Thursday, September 20, 2012

Writing for fun and profit

About 2 months ago, we stopped taking the local paper, the Durham Herald.  This was actually a big decision for me and my husband, since we had been regular subscribers for 30 years.  So, we ignored the last bill.  After delivering the paper for a couple of weeks past our "subscription renew" date, one morning the front walk was empty.  About a week later, we got a bill for $12 for those last weeks of unpaid delivery.  Then, today, we got a letter with an offer to resubscribe at a new, improved rate, plus a questionnaire asking why we had let our subscription lapse.

Hallelujah, a chance at last to articulate what has been making me crazy for the past few years. 

I understand that newspapers, especially and specifically local ones, have really suffered with the change to electronic media.  They've been swallowed up by large corporations.  They've lost the local staff, folks who actually knew something about the city and the region.  They've lost advertising because of the economic downturn and because they can no longer brag about their wonderful subscriber base.  There's a generation of people to whom an actual daily newspaper is fast becoming a quaint relic of "olden times", right up there with paying bills by writing a check and sending it through the US Mail.  With a stamp.

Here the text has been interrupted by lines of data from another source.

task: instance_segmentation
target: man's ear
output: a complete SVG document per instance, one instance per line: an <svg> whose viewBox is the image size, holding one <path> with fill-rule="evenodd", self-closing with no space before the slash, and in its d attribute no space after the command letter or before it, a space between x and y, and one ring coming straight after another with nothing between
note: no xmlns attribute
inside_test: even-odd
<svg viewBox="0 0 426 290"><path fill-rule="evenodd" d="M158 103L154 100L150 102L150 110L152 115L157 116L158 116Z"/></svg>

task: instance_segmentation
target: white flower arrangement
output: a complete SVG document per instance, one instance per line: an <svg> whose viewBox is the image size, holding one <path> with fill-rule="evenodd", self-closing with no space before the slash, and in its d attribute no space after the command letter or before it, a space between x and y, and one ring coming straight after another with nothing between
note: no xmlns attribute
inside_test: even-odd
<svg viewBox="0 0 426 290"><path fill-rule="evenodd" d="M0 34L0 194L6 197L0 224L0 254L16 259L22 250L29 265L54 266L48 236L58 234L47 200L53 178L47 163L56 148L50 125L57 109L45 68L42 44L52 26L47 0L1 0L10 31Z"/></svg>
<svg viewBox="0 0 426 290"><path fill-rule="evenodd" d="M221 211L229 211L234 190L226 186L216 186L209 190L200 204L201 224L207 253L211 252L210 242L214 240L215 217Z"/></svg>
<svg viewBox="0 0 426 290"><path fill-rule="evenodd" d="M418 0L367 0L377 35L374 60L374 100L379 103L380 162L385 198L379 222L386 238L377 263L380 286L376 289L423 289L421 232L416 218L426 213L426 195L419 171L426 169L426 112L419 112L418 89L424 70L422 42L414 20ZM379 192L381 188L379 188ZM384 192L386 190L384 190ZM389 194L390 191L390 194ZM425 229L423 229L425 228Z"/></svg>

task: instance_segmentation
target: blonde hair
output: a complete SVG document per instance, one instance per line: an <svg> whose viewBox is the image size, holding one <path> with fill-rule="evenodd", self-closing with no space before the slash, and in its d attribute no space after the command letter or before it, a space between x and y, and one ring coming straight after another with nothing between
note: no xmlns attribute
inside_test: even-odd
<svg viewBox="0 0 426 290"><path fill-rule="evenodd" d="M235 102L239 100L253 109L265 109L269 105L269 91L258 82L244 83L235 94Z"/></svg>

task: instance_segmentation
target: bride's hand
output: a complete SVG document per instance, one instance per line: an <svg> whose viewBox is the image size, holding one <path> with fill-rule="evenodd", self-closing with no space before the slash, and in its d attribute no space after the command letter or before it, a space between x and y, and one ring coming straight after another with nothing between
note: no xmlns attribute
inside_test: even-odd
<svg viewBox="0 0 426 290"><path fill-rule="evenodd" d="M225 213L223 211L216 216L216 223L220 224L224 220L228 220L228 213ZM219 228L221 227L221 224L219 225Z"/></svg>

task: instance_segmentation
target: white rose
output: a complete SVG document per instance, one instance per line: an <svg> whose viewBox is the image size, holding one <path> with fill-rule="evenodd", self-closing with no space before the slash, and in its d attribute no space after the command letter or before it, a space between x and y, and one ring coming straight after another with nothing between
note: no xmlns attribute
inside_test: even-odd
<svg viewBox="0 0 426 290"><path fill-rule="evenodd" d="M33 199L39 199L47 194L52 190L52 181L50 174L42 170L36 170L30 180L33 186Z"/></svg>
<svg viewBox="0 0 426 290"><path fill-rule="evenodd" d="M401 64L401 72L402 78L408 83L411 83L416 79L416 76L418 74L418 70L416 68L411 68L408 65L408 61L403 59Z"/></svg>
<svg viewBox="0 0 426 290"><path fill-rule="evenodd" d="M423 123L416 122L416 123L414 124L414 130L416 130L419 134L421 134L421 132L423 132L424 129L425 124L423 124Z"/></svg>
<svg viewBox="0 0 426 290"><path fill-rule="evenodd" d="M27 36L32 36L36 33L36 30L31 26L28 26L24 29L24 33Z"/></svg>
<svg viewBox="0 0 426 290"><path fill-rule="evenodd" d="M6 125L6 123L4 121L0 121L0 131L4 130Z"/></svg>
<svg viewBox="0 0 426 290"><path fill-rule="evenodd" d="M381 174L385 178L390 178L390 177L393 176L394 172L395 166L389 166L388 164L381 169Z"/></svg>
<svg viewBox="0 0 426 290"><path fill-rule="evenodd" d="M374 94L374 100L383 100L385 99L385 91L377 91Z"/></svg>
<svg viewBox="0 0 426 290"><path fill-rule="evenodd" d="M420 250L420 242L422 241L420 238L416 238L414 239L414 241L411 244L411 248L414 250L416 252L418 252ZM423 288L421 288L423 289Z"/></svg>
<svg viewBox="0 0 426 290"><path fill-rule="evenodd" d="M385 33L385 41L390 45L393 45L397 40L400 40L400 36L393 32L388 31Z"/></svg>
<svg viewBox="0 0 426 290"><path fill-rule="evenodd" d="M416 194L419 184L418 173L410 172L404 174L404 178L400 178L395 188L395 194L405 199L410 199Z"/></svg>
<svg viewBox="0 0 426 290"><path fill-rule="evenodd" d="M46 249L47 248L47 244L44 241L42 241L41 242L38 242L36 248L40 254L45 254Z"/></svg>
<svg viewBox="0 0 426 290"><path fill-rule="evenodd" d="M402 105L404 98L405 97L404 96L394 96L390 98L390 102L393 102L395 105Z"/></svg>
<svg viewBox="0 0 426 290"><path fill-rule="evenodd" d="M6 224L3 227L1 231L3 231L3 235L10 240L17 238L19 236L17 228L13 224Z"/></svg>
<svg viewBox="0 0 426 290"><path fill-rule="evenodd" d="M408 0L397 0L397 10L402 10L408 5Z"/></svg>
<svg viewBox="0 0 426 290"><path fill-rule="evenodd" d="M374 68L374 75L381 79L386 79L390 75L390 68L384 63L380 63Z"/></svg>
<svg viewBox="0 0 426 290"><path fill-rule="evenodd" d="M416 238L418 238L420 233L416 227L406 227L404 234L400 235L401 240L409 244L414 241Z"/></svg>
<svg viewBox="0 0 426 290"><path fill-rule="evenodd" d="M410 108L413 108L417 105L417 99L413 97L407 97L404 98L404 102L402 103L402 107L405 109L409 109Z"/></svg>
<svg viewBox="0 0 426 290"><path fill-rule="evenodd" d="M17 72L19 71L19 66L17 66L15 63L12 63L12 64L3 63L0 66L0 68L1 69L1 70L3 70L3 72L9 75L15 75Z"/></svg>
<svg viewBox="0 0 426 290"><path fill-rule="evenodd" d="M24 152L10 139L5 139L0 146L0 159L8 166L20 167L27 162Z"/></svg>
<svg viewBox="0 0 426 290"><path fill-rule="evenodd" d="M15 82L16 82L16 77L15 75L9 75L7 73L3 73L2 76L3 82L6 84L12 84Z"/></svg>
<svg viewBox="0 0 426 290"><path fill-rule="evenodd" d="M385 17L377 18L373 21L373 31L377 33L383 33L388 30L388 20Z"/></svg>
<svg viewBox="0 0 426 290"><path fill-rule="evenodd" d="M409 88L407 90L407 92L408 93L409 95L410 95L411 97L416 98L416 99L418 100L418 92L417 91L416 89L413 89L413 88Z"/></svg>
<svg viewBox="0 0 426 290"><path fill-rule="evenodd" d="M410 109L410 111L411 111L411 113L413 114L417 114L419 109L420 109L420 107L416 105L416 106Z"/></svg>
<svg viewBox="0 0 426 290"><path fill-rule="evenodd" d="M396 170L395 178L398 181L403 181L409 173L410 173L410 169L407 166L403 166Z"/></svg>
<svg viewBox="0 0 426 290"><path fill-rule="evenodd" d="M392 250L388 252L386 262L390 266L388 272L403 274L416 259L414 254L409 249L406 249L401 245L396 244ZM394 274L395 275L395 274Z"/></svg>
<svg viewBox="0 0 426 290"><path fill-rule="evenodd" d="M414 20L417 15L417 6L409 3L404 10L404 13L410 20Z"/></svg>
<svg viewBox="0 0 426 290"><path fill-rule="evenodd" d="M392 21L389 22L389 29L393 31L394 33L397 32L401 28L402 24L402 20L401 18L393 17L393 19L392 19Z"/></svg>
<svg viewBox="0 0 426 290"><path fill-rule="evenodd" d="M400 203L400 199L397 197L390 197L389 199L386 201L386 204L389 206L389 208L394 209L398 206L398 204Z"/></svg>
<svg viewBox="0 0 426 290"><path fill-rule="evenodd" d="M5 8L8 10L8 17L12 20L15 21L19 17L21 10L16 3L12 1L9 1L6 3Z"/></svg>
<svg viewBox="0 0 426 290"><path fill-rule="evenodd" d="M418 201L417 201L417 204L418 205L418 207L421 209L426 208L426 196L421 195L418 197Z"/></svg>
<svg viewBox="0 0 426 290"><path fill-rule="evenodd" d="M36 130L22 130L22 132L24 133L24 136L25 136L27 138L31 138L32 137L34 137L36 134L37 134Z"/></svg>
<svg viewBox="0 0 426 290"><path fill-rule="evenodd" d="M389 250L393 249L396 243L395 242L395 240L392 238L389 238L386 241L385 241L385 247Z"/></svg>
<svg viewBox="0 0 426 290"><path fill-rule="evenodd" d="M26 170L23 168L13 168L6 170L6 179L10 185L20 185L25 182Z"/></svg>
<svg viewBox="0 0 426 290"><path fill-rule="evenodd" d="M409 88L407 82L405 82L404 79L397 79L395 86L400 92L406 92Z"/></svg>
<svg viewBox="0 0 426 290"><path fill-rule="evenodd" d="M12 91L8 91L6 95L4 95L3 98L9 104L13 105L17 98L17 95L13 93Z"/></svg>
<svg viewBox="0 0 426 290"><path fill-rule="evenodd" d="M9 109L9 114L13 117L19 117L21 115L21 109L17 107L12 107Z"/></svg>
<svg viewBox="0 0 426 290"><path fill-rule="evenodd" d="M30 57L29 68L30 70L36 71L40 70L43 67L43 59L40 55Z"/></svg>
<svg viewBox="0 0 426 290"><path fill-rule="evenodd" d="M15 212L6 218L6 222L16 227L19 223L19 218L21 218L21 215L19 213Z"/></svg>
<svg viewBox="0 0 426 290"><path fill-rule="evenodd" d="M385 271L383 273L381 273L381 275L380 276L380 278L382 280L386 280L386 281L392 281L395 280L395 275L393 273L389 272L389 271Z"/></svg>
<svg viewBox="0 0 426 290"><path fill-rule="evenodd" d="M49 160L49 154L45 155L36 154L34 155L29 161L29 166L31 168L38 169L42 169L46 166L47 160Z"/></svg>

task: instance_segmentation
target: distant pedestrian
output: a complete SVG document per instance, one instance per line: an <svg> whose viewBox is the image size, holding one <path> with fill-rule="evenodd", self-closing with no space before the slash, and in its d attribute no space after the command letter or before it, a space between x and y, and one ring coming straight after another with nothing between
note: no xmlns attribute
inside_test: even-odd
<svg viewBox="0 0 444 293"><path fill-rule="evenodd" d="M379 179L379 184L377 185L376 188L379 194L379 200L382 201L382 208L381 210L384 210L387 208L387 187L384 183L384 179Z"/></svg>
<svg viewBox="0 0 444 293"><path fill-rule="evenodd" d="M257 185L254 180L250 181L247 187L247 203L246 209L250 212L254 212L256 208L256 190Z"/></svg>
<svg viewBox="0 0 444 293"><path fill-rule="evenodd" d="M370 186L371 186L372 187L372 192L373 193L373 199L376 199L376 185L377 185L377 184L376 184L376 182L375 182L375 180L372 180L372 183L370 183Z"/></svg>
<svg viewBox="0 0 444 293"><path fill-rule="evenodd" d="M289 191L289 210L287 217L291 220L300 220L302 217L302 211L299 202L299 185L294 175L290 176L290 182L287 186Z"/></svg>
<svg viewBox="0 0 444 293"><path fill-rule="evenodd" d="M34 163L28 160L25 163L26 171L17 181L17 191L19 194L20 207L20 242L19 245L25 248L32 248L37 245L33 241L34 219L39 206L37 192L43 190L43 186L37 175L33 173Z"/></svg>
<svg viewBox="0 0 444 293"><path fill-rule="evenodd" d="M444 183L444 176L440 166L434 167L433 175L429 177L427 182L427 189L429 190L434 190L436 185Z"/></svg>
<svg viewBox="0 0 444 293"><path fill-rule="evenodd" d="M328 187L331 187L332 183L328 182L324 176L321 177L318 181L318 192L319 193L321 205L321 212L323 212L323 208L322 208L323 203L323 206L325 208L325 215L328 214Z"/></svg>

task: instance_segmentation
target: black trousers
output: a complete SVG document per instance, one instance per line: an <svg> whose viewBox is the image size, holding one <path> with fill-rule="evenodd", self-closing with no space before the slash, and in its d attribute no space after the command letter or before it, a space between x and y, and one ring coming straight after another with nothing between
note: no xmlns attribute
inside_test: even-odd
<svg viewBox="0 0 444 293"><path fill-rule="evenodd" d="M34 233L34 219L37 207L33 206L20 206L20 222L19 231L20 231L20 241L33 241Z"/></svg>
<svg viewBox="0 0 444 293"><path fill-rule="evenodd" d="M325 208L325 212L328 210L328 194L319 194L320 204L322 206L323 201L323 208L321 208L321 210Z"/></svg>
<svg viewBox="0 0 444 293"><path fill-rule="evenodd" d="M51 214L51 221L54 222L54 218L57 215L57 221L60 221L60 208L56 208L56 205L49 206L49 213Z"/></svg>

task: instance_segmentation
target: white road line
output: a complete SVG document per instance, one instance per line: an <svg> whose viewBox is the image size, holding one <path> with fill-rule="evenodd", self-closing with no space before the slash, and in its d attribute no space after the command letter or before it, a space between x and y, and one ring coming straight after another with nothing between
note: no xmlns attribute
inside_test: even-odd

Fighting these tentacles of change is, I'm certain, really hard, really disheartening, and probably destined to not turn out well.  But gosh, if I were in the newspaper business, I would die trying to save my honorable profession.  I'd use every trick I could possibly conjure to lure new subscribers and keep old ones happy.  I'd have a live person answering the telephone, and not one of those heinous computerized "press 1, press 2" option trees.  I'd make sure the folks delivering my papers to customers got an education in little things like actually putting the paper within reach of the front door, and making sure it was properly protected from the elements.  I'd give subscribers perks that were not available to others.  I'd do everything I could to make a subscription seem attractive, affordable, and absolutely essential in order to get one's fingers on Durham's pulse.

But most of all, I'd respect my customers--who are, after all, READERS--by making sure my newspaper was the best edited daily record I could possibly produce.  And oh, how the Durham Herald has woefully, miserably failed in that respect.  I can forgive a lot of things but not poor writing.  Over the last year, breakfast with the Herald has become a sport for my husband and me.  We each used to take a section of the paper and use a red Sharpie to circle grammatical errors, misspellings, or just plain big old mistakes.  (Whoever identified the fewest mistakes was the one who had to get up and refill both coffee cups.)  Not one day ever went by when the marker was not wielded. 

My all-time least favorite trick, though was the "Disappearing Article".  These were articles which were purchased from the wire services and reprinted in the Herald.  I have no problem with this as a concept; it keeps reporters, somewhere, writing, and it affords local readers information on national and international affairs that would be otherwise unavailable to them if they had to depend on the resources of the local press.  Almost every day, though, I used to find a good article about, say, the war in Afghanistan, or some explanation of one of the finer points of economics, I would get all settled in, and the article would JUST STOP.  As in, the editors just printed what they had room for, and to hell with the rest of the article.  Often I would end up going to the computer and looking up the article on the Associated Press website, just so I could read the rest of it.

How insulting to readers!  Did someone think nobody would notice?  Or that we don't care?  What could possibly be the justification for such a ridiculous decision?  I imagine access to reprints of AP articles is not free, that papers pay a subscription or membership fee.  So why bother to pay the fee and print only half, or a third, or a tenth of the article?  As many times as this particular scenario happened, it left me with the indelible impression that the Herald was basically using the AP stories as filler, to take up the space left over after all the advertisements were laid out.  And I just couldn't stand it another day. 

If the management of the Herald can convince me that they've really changed, I'll try again, because in fact I miss the daily local newspaper.  We subscribe to The Wall St. Journal even though I find their right-leaning editorial opinions offensive.  Skipping the op-ed page keeps my blood pressure under control.  But it's an incredibly well-written paper, which never insults the intelligence of its readers with misspellings, mislabeled photographs, or truncated articles.  And somehow they manage to get it to my door six days a week for $100/year.  Of course the owner, Rupert Murdoch, is subsidizing the paper to make sure it stays important and viable, and I get it that the Herald can't afford to lose millions of dollars a year.  Really, I'm not asking them to compete with The Wall St. Journal.  I'm just asking them to be the best local paper they can be.....but apparently, that's too much to ask.